The following additional and preexisting coagulation disorders can aggravate the acute coagulation disorder: Release of tissue factors because of severe TBI, pharmacologic anticoagulation, functional disturbance of platelet functions due to pharmacological and endogenous (hepatic and renal insufficiency) influences, hemophilia and deficit in von Willebrand factor. Moreover, consumption of factors due to massive transfusions (MT) and underlying hemorrhage resulting in low 2,3-DPG concentrations, low activity of factors IV (ionized calcium), V, VIII, and XIII, low fibrinogen levels, dilution thrombocytopenia, functional platelet disturbance, hypothermia, and acidosis have to be taken into consideration. Massive transfusion is thought to increase citrate concentration which chelates calcium that in turn will impair the coagulation cascade and is also believed to increase protein C that can inhibit plasminogen activator inhibitor, thereby resulting in sustained activation of plasminogen; which can generate hyperfibrinolysis, and in turn, promote the development of microvascular hemorrhages at the mucosa, injuries, puncture sites, and sutures.

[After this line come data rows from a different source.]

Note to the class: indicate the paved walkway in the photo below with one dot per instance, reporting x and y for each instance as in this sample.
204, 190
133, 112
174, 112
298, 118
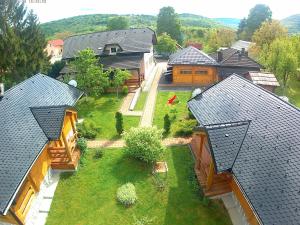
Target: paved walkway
126, 104
121, 143
147, 117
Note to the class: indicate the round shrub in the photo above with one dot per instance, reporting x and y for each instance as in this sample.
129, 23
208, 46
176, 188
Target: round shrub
126, 194
144, 143
82, 145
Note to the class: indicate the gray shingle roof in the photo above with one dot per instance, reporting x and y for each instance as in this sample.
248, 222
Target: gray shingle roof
268, 162
50, 119
263, 78
226, 140
191, 56
22, 139
130, 40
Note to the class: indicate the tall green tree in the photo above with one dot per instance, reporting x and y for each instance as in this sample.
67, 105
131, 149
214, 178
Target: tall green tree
168, 22
257, 15
118, 78
89, 73
118, 23
282, 59
165, 44
22, 43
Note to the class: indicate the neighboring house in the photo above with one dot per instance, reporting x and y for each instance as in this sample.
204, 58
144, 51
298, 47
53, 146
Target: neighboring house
38, 133
231, 61
248, 142
263, 79
191, 66
130, 49
240, 44
54, 50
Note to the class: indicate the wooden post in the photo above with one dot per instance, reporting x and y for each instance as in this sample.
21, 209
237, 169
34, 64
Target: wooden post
66, 145
201, 149
32, 182
210, 175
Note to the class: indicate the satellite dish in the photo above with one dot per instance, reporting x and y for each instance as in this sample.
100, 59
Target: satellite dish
73, 83
196, 92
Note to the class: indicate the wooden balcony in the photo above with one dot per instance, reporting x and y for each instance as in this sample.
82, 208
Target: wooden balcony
66, 156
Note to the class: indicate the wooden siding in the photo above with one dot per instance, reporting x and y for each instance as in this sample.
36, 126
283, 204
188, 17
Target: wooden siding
199, 79
251, 218
59, 154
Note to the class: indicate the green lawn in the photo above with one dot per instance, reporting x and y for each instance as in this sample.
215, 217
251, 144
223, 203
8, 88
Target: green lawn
141, 101
293, 91
102, 112
162, 108
88, 197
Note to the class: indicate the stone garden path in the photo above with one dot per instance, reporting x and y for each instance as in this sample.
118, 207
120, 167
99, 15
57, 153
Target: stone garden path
120, 143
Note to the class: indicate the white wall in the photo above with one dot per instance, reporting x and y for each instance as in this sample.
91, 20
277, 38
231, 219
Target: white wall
148, 63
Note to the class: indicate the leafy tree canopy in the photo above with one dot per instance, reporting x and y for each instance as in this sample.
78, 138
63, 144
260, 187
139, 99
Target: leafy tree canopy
118, 23
168, 22
21, 43
165, 44
258, 14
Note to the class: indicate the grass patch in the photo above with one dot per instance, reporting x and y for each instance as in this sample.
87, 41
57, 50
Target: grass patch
292, 92
89, 195
102, 112
141, 101
161, 108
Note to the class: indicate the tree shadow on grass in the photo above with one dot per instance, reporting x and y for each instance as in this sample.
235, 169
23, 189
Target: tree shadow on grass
127, 169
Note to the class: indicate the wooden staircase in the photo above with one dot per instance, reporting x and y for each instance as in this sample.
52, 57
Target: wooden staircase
220, 184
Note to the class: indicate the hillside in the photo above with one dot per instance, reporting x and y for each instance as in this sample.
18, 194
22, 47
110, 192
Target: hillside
229, 22
97, 22
292, 23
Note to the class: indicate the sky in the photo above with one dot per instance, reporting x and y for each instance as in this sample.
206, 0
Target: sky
58, 9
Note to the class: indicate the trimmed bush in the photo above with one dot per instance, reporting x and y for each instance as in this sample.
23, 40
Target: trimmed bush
125, 90
98, 154
167, 123
144, 143
184, 128
119, 123
126, 194
88, 129
82, 145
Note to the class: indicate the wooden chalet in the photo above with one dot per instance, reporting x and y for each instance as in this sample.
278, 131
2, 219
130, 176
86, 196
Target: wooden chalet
39, 134
191, 66
264, 79
130, 49
247, 142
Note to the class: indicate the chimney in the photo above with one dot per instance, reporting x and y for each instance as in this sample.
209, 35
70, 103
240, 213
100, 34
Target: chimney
243, 51
219, 56
1, 90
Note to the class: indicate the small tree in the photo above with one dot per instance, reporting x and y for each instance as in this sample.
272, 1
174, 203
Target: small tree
89, 73
167, 123
119, 123
119, 77
144, 143
166, 45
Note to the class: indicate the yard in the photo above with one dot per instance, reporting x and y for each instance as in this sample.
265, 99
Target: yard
177, 112
141, 101
293, 91
102, 112
89, 195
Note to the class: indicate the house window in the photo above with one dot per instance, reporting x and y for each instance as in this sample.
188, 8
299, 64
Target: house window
201, 72
113, 50
185, 72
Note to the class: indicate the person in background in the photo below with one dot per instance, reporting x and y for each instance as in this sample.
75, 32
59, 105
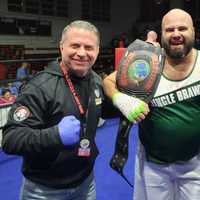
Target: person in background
152, 38
168, 160
23, 71
54, 120
7, 97
3, 71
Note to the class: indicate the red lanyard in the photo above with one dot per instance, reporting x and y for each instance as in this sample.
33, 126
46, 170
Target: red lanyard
72, 89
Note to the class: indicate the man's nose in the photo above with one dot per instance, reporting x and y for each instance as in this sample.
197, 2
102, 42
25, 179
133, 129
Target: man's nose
81, 52
176, 33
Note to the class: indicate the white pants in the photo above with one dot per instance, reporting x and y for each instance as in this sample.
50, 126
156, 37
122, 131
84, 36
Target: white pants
180, 181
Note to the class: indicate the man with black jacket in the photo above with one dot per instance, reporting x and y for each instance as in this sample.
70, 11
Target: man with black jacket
53, 122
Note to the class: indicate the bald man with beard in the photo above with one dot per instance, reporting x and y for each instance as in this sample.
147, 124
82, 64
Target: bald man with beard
168, 161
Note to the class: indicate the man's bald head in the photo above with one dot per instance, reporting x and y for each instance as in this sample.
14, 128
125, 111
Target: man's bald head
177, 33
175, 14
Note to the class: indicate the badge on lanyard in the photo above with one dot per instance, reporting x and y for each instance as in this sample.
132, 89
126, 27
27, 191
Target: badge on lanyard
84, 148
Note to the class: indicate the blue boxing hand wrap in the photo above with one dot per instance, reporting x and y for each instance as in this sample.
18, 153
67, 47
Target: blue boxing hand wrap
69, 130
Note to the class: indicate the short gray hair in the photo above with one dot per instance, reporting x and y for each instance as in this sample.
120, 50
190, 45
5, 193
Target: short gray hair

Microvascular hemorrhages generally result from dilution coagulopathy and an increased consumption of hemostatic factors that can lead to diffuse bleeding that cannot be managed surgically. Consequently, the diagnosis of such a hemostatic disturbance must be made early to allow timely correction and prevention of aggravated complications. The diagnosis of such a hemostatic disturbance strongly depends on the vigilance and experience of the treating physicians in all involved disciplines.

Contrary to dilution coagulopathy, the combination of consumption and dilution coagulopathy will result in more severe disturbances seen in laboratory parameters reflected by a larger decrease in platelets, international normalized ratio, and fibrogen, as well as a pronounced prolongation of the activated ­prothrombine time (aPTT). Therefore, in patients requiring massive transfusion use of fresh frozen plasma (FFP) in order to provide a balanced set of activating and inhibitory coagulation factors (including Factor V) still may be indicated particularly because blood donors carrying a higher risk for induction of transfusion-related lung injury have been identified and excluded from FFP donation. This procedure is supported by a meta-analysis published in 2010 reporting that plasma infusion at high plasma: RBC ratios in patients undergoing MT was associated with a significant reduction in the risk of death [odds ratio (OR), 0.38; 95 % confidence interval (CI), 0.24–0.60] and multiorgan failure (OR, 0.40; 95 % CI, 0.26–0.60) [38]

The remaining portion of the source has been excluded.